China's property bubble is set to implode, and when it does, the Chinese economy will cool far more than anyone thinks, taking commodities along for the ride. Commodity producers like Australia and Canada are at extreme risk as well. _MishNot just Australia and Canada are at extreme risk. Two BRICs -- notably Russia and Brasil -- are gambling on continued high commodity prices into the indefinite future. Corruption in all of the BRICs is hampering genuine market-based growth, but economic dependence on raw commodities prices is particularly bad in Russia.
When commodity prices dive, Russia may well grow desperate.

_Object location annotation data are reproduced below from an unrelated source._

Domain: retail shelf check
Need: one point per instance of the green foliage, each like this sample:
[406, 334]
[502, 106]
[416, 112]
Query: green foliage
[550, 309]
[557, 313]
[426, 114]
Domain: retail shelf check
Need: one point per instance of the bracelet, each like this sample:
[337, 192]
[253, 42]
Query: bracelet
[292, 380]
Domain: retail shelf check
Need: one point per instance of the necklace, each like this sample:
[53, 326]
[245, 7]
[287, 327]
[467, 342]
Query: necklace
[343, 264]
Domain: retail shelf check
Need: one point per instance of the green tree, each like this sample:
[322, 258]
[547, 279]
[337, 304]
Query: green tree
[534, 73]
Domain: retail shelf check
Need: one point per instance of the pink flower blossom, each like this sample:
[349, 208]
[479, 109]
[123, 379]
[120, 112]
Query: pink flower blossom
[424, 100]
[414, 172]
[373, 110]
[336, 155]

Prime Minister Vladimir Putin, the country's uncrowned czar, has linked his legitimacy to the economy's performance by offering the Russian people a grand bargain: submit to his increasingly autocratic rule and the state will compensate with economic goodies like higher incomes and hefty social-welfare spending. Now that the economy is faltering, Putin is under intensifying pressure from a discontented public to restore Russian democracy, potentially destabilizing Russian politics. He has already faced protests in Moscow against his rule amid the economic downturn. There's also a risk that leaders in Moscow will resort to nationalistic appeals to distract the public from problems at home, escalating tension with Russia's neighbors, the rest of Europe and the U.S. _Time
Russia's ongoing demographic collapse, and the threat of losing much of Eastern Siberia to Chinese influence, is not helping the mood in Moscow. But without the clout that comes from high energy prices, Russia becomes an angry dancing toy bear with nuclear weapons.

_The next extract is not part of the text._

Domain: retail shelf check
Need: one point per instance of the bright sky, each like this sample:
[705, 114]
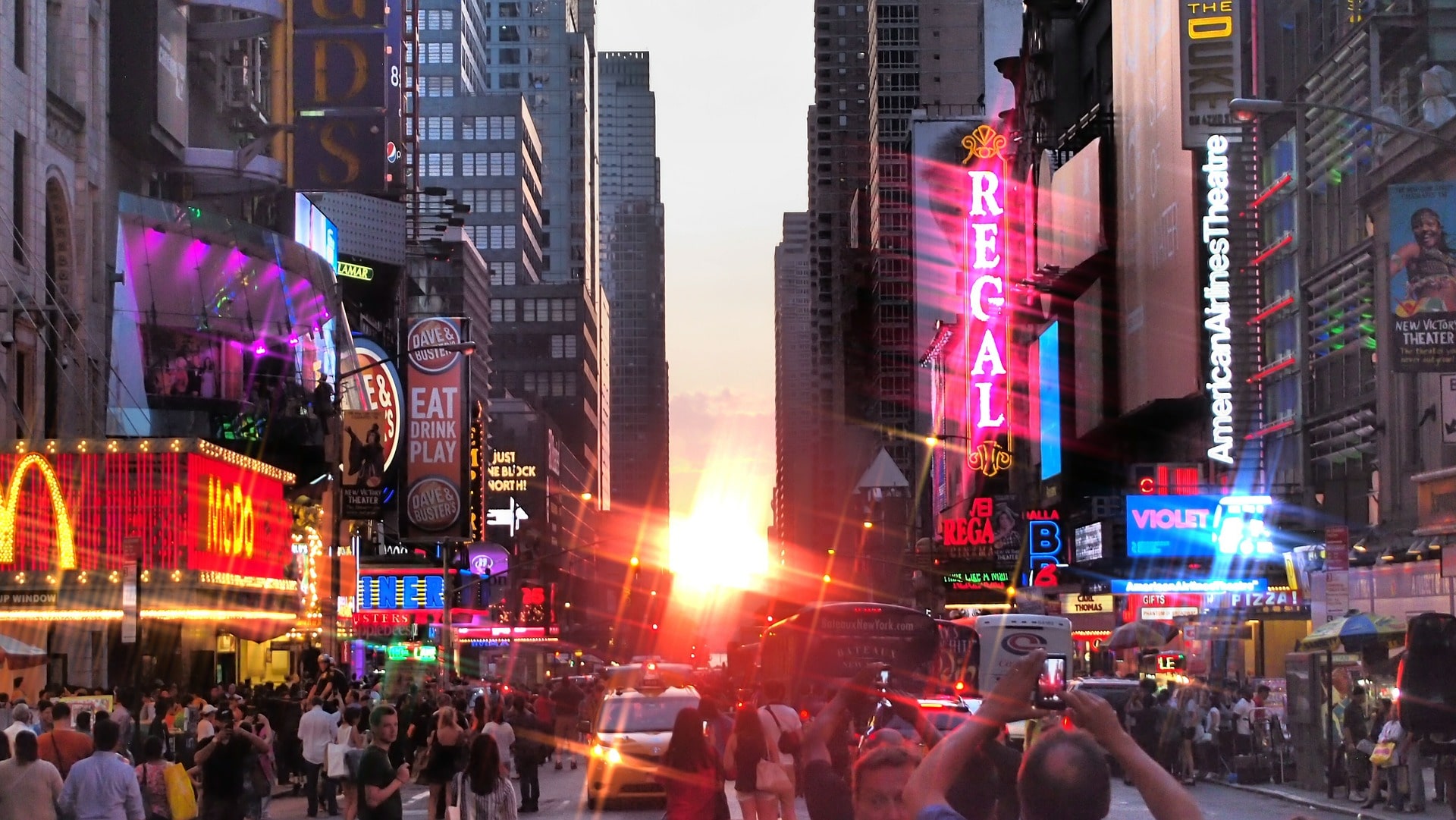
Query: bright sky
[733, 88]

Venezuela, Iran, the Arab states of MENA, Mexico, and many countries in tribal Africa and Asia, are also pathologically dependent on high commodity prices, due to internal corruption having squeezed natural markets to death. How will their people deal with the many difficulties and hardships they will face when their governments cannot feed, clothe, house, or water them?
Even the US is vulnerable to a fall in commodities prices. The US is the world's third largest oil producer. The recent boom in US shale oil & gas production is one of the few bright lights in an otherwise dim Obama economy. And although the jobs, housing, manufacturing, and other sectors in the US economy continue to sag, Obama has not had enough time to entirely destroy the US private sector.
Few readers of this blog understand the precarious state of China's economic house of cards. That is because almost all of the economic information coming out of China is closely controlled, and coated with a shiny facade. But it is time for readers to begin asking themselves about the global repercussions of a more sustained commodities price slump than they have seen.